HIV-1 sequences in intravenous drug user (IDU) networks are highly homogenous even after several years, while this is not observed in most sexual epidemics. To address this disparity, we examined the human immunodeficiency virus type 1 (HIV-1) evolutionary rate on the population level for IDU and heterosexual transmissions. All available HIV-1 env V3 sequences from IDU outbreaks and heterosexual epidemics with known sampling dates were collected from the Los Alamos HIV sequence database. Evolutionary rates were calculated using phylogenetic trees with a t test root optimization of dated samples. The evolutionary rate of HIV-1 subtype A1 was found to be 8.4 times lower in fast spread among IDUs in the former Soviet Union (FSU) than in slow spread among heterosexual individuals in Africa. Mixed epidemics (IDU and heterosexual) showed intermediate evolutionary rates, indicating a combination of fast- and slow-spread patterns. Hence, if transmissions occur repeatedly during the initial stage of host infection, before selective pressures of the immune system have much impact, the rate of HIV-1 evolution on the population level will decrease. Conversely, in slow spread, where HIV-1 evolves under the pressure of the immune system before a donor infects a recipient, the virus evolution at the population level will increase. Epidemiological modeling confirmed that the evolutionary rate of HIV-1 depends on the rate of spread and predicted that the HIV-1 evolutionary rate in a fast-spreading epidemic, e.g., for IDUs in the FSU, will increase as the population becomes saturated with infections and the virus starts to spread to other risk groups.

FIG. 1.

Root and rate optimization. The distance (Δd) between two groups of sequences is optimized by a t test finding the best rooting point in a phylogenetic tree. Δd is calculated by d₂ − d₁, where d₂ is the average distance of group 2, and d₁ is the average distance of group 1, from the rooting point of the tree. The sequences are separated by a Δt.

FIG. 2.

Accuracy of the root-and-rate-optimization method in estimating Δd.

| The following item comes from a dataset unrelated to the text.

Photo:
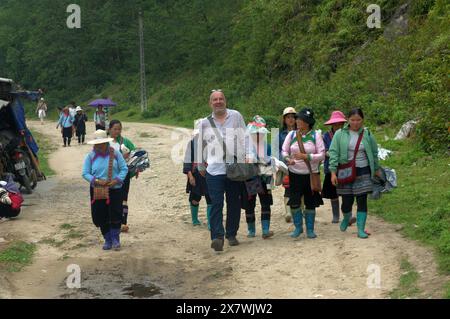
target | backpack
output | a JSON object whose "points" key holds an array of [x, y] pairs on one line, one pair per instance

The graph shows observed Δd against Δd_exp based on tree simulations. White circles represent data for when the fraction of the tree containing Δd is 0.8, black triangles represent a fraction of 0.5, and stars represent a fraction of 0.2. subst., substitution.

FIG. 3.

Fast (FSU) and slow (Africa) HIV-1 subtype A1 epidemics. Delta distances (Δd) (a) and evolutionary rates (R) (b) are plotted against time between sampling dates (Δt). Black dots represent FSU data, and white dots represent African data. Δd values were calculated using a t test root optimization on maximum-likelihood reconstructed phylogenetic trees (Fig. 1). Each data point represents the Δd and R from an individual maximum likelihood tree optimization. The lines indicate the estimated Poisson-corrected evolutionary rate (R̂) in each epidemic (solid line, FSU; dashed line, Africa). subst., substitution.

FIG. 4.

Viral divergence during an epidemic. The average divergence of the virus over time is shown both (a) when all the population is sampled and (b) when only recently infected people are sampled. In both cases, we see that the average divergence is less for an epidemic among a cohort of drug users (thick line) than for one among heterosexual cohorts. For the latter, we simulated both a small, susceptible population with the same size as that of the drug user epidemic (normal line) and a 10-fold-larger initial susceptible population (dashed line).

FIG. 5.

Schematic drawing of the impact of immune selection on the evolutionary rate of HIV-1. Timeline A represents the first stage of infection, where the immune system is not yet activated. Timeline B represents the second stage of infection, where immune selection has started. The dotted line (no selection) is representative of the evolutionary rate of virus spreading rapidly among IDUs, transmitted from person to person during stage A, therefore experiencing no diversifying selection pressure and hence very little divergence. The normal line is representative of the evolutionary rate of virus spreading from person to person during infection stage B, i.e., in a slow heterosexual spread.